Invalidità civile dipendenti pubblici 2020 agevolazioni, aiuti e diritti riconosciuti

di Chiara Compagnucci pubblicato il
Invalidità civile dipendenti pubblici 20

Agevolazioni 2020 invalidità civile per dipendenti pubblici

Per essere considerati invalidi civili è necessario il riconoscimento di una percentuale minima da parte della Commissione medica dell'Inps che è pari a un terzo ovvero il 33,33%.

La lista delle agevolazioni legate all'invalidità civile a cui i dipendenti pubblici possono accedere nel 2020 è molto lunga. Si tratta di aiuti che sono concessi per via della ridotta capacità lavorativa.

Tuttavia i diritti riconosciuto viaggiano di pari passo con la percentuale di invalidità riconosciuta. In buona sostanza, maggiori sono le difficoltà e più alta è la percentuale e più ampie sono le agevolazioni concesse.

Il percorso che porta al riconoscimento dello stato di invalidità è piuttosto lungo e si conclude con la visita davanti alla Commissione medica dell'Inps che deve confermare o meno la presenza di invalidità, ma soprattutto deve indicarne il grado.

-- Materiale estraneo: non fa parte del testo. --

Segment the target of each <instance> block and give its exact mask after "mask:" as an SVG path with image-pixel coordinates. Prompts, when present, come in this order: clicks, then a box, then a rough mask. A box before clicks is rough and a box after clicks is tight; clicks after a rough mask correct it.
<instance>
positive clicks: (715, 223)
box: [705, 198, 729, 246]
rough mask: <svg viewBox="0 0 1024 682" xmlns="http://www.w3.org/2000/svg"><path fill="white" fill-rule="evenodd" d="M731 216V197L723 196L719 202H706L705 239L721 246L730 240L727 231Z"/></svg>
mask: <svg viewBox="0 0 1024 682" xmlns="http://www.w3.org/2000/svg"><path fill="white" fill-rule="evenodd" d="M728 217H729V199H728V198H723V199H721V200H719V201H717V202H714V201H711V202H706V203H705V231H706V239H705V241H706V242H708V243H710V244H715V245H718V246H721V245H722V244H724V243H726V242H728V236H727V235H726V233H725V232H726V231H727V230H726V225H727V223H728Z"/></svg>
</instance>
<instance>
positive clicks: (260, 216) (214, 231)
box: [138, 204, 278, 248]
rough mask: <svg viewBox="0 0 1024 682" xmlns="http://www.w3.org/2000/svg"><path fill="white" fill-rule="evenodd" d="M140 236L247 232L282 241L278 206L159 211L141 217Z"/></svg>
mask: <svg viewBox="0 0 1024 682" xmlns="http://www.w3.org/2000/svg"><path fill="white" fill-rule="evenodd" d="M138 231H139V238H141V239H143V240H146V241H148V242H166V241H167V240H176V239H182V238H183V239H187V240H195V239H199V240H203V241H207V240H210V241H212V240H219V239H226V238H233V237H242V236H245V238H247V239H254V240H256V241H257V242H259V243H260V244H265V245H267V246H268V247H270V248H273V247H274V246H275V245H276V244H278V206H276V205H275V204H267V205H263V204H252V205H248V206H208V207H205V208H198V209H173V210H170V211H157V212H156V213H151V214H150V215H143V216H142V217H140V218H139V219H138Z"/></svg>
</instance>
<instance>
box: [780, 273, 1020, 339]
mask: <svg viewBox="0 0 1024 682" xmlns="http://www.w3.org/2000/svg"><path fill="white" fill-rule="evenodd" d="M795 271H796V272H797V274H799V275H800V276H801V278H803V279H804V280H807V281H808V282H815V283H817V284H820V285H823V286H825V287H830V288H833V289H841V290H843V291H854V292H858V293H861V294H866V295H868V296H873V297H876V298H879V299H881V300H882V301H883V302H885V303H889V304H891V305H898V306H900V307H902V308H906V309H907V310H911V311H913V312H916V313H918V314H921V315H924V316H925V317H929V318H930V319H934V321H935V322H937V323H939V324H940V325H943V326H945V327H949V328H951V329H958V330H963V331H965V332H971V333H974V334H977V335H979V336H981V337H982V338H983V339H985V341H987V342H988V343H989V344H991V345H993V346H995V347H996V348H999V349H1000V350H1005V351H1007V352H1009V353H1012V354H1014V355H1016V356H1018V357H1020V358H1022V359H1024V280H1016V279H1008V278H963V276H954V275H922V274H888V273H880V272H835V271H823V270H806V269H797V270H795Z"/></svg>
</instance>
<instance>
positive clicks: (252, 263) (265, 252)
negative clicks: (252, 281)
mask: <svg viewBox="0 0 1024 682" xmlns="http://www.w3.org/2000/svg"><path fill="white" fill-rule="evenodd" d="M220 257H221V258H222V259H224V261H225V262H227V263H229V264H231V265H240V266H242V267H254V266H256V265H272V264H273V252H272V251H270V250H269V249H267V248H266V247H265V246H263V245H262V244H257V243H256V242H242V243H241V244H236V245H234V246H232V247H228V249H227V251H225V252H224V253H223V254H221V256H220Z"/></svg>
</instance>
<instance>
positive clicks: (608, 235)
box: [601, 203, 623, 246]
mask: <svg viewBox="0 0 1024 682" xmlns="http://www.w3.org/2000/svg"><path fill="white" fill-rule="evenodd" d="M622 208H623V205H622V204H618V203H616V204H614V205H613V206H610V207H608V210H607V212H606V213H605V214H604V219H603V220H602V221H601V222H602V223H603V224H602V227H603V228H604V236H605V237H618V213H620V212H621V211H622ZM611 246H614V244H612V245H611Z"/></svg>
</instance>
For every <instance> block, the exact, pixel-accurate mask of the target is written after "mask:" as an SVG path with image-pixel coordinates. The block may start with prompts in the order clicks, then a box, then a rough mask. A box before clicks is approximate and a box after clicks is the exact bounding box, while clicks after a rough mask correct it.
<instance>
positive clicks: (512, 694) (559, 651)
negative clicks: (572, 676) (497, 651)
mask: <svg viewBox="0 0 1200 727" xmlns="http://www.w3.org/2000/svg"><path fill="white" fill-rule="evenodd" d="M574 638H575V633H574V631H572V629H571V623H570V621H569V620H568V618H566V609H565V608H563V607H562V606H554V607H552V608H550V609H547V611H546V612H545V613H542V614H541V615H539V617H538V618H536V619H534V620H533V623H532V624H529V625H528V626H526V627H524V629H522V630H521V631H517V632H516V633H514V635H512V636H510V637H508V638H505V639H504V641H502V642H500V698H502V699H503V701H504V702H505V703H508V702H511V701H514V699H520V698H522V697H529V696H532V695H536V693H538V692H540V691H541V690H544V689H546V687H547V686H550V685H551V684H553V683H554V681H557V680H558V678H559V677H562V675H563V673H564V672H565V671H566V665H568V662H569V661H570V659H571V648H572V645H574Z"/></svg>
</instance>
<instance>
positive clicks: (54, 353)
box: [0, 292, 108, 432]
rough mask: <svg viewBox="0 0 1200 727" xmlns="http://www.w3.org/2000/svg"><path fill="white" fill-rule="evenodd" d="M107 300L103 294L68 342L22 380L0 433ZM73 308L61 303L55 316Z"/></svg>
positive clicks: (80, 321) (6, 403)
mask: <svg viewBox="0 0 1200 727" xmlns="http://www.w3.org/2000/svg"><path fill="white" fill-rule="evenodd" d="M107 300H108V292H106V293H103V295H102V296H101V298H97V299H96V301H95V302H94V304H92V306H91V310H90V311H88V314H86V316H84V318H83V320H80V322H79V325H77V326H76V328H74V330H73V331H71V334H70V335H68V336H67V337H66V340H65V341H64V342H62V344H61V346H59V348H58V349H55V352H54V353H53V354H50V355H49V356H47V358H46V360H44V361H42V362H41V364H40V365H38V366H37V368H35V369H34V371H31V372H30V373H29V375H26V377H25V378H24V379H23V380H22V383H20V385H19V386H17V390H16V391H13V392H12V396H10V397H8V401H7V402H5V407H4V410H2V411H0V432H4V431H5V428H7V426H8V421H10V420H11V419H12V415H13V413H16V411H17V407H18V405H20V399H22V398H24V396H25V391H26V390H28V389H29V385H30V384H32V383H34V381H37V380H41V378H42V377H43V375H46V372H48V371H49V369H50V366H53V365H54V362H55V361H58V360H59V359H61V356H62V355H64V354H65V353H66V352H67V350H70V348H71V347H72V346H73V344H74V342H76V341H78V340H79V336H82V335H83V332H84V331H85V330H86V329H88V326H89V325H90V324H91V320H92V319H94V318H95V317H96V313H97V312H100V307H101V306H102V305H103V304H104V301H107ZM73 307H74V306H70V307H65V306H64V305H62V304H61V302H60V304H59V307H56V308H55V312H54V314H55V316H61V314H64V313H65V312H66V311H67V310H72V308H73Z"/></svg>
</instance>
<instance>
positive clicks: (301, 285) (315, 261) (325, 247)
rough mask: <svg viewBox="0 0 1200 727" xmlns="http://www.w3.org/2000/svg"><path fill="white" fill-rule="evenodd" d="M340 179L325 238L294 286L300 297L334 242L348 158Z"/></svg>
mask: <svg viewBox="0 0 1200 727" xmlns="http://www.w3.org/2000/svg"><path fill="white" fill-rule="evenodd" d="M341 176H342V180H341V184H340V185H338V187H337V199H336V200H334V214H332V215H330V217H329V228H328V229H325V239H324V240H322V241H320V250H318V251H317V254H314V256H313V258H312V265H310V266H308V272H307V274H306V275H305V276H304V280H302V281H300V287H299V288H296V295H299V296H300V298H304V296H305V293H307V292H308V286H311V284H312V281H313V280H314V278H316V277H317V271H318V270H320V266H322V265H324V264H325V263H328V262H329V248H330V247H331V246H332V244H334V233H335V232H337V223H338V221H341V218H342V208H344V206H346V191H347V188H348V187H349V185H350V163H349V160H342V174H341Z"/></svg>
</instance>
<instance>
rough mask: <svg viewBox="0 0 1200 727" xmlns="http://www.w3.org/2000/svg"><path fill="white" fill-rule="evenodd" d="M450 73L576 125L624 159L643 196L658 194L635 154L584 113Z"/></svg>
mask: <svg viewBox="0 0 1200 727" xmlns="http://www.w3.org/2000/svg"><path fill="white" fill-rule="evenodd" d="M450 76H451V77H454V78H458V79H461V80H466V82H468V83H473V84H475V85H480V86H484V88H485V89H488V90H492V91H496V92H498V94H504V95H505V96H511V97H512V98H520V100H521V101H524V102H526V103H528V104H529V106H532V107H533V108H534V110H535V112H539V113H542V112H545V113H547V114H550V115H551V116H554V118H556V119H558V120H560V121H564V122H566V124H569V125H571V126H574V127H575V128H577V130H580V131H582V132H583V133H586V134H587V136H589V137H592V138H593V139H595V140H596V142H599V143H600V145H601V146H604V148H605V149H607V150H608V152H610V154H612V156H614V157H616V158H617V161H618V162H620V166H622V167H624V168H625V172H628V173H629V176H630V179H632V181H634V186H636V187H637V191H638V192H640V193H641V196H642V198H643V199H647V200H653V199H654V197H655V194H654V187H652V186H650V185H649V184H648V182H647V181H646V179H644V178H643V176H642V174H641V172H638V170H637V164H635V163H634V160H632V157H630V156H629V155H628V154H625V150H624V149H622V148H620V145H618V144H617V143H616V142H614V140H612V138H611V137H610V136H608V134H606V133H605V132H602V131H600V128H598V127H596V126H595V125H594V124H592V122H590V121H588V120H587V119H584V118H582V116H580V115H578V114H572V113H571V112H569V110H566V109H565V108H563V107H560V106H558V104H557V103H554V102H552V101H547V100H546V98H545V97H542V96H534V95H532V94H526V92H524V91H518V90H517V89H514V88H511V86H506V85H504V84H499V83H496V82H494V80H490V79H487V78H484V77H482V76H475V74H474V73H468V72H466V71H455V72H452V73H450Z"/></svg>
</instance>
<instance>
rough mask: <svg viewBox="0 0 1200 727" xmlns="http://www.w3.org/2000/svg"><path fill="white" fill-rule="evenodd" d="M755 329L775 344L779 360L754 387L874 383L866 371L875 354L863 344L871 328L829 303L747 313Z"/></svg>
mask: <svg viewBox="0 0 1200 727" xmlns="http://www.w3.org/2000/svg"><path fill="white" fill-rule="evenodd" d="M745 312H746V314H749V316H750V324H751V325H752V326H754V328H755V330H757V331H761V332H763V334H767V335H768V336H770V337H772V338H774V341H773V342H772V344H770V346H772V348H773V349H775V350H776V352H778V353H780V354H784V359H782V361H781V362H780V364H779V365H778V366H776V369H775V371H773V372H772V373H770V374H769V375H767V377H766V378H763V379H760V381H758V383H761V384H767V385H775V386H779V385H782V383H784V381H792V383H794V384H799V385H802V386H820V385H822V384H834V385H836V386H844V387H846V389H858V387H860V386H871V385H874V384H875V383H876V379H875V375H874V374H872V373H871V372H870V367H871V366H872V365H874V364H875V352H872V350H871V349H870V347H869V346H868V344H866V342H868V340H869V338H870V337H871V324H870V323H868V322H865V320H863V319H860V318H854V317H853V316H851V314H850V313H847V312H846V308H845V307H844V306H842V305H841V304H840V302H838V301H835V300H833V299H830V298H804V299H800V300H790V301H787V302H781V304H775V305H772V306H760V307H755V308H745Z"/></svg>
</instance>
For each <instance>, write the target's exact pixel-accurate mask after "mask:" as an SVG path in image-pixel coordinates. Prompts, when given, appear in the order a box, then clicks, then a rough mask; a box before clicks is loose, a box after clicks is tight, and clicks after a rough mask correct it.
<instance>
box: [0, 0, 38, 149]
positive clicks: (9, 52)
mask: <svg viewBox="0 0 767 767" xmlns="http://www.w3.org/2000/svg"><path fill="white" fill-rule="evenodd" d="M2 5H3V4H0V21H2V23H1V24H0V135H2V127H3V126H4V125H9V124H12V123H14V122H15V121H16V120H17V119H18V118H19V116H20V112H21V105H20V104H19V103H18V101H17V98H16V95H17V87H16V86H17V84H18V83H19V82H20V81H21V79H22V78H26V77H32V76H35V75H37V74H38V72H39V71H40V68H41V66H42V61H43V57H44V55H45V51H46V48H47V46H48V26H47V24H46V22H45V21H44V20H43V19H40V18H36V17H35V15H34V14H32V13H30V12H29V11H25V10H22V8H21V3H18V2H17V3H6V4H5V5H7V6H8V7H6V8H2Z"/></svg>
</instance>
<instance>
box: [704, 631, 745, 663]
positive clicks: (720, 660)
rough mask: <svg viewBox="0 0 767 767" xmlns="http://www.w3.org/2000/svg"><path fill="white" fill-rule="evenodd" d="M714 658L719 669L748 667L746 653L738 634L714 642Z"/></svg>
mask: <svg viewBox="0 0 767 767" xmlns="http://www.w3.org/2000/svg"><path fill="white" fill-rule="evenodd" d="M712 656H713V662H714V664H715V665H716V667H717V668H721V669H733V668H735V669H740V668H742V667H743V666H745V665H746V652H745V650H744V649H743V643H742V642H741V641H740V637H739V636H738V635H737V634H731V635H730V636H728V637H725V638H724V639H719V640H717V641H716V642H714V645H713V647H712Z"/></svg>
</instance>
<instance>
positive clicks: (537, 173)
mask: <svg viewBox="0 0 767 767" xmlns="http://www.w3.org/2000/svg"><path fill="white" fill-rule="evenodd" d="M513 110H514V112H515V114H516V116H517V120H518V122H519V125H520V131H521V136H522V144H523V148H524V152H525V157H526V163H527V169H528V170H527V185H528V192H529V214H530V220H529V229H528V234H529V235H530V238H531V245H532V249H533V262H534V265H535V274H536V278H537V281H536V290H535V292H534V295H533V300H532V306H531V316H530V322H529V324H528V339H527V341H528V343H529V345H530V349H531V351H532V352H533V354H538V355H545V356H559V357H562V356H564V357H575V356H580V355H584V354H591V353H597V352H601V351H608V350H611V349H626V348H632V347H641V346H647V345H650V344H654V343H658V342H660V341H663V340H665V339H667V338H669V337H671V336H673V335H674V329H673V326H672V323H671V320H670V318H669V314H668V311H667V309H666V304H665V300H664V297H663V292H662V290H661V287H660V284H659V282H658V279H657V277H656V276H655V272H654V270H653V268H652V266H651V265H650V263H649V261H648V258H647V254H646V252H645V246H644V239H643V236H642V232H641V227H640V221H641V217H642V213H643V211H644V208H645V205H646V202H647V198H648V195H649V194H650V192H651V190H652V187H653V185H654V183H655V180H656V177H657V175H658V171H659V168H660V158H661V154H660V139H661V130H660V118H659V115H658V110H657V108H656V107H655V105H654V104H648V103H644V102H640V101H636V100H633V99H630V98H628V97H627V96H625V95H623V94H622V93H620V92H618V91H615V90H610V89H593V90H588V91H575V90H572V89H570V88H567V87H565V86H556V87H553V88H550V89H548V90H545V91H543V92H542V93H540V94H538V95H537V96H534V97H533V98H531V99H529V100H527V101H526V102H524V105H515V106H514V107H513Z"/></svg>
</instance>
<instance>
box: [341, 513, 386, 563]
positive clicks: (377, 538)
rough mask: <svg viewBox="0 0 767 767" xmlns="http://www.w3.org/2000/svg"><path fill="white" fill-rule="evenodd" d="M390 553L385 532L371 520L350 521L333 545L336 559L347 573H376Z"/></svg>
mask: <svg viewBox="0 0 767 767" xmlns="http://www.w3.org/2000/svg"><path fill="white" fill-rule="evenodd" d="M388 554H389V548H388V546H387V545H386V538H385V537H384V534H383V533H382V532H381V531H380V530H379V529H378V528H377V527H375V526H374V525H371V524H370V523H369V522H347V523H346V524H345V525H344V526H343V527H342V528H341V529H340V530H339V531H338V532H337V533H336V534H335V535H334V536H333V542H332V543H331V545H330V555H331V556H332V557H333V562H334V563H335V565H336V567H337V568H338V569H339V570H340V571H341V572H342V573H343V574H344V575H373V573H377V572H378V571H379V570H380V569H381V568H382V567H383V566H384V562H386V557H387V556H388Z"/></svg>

Si tratta di un passaggio fondamentale, ricordano che fino al 33,3% non è prevista alcuna facilitazione. Un altro aspetto fondamentale da chiarire riguarda la terminologia perché l'invalidità civile è ben diversa dalla disabilità.

Con la prima si fa riferimento alla riduzione della capacità lavorativa derivante da una infermità o da una menomazione, con la seconda a una minorazione fisica, psichica o sensoriale. Fatte queste precisazioni, approfondiamo in questo articolo

  • Agevolazioni 2020 invalidità civile per dipendenti pubblici
  • Altri aiuti e diritti riconosciuti invalidità civile

Agevolazioni 2020 invalidità civile per dipendenti pubblici

Come abbiamo anticipato, per essere considerati invalidi civili è necessario il riconoscimento di una percentuale minima da parte della Commissione medica dell'Istituto nazionale della previdenza sociale che è pari a un terzo ovvero il 33,33%.

Su queste basi, le prime agevolazioni per i dipendenti pubblici scattano con percentuale di invalidità al 34% e si tratta di ausili e protesi previsti dal nomenclatore nazionale e della concessione di ausili e protesi è correlata alla diagnosi indicata nel verbale di riconoscimento di invalidità civile.

Lo step successivo è invece al 46% con l'iscrizione agli elenchi provinciali del lavoro e della massima occupazione per il collocamento obbligatorio; l'iscrizione deve essere richiesta dai lavoratori non occupati (o part-time, orizzontale, verticale, misto) allegando verbale di riconoscimento.

Sono quindi tre gli aiuti previsti con invalidità al 51%: il congedo per cure che può essere concesso ogni anno un congedo straordinario retribuito non superiore a 30 giorni, su richiesta del medico curante dell'invalido e previa autorizzazione del medico competente Asl; i permessi che possono essere richiesti anche a giorni singoli o multipli; i giorni fruiti che non incidono sul periodo di comporto.

I successivi diritti sono riconosciuti con invalidità al 60% e si tratta dell'iscrizione al fine dell'assunzione obbligatoria per lavoratori collocati per vie ordinarie e già invalidi e non collocati obbligatoriamente.

Altri aiuti e diritti riconosciuti invalidità civile

Non finisce qui perché l'invalidità civile al 67% consente ai dipendenti pubblici di accedere alla fornitura gratuita di protesi, presidi, ausili in connessione alle infermità invalidanti; alla tessera di esenzione dal pagamento del ticket per le prestazioni di assistenza specialistica ambulatoriale, di diagnostica strumentale e di laboratorio; alle eventuali agevolazioni per tessere tranviarie; alle agevolazioni per graduatorie case popolari; agli aiuti relativi al canone telefonico in base ai redditi posseduti.

Sicuramente di rilievo sono le agevolazioni al 74% di invalidità riconosciuta perché questa è la soglia minima per ricevere l'assegno mensile per 13 mensilità che si trasforma successivamente in assegno sociale.

Ecco quindi che al 75% è previsto il riconoscimento di un'anzianità figurativa pari a due mesi per ogni anno di lavoro svolto dopo il riconoscimento di questo grado di invalidità nella misura massima di 60 mesi.

Si ricorda che il massimo accreditabile si raggiunge lavorando 30 anni nella condizione di invalido al 75%. Infine con invalidità al 100% scatta la pensione di inabilità per 13 mensilità che si trasforma successivamente in assegno sociale.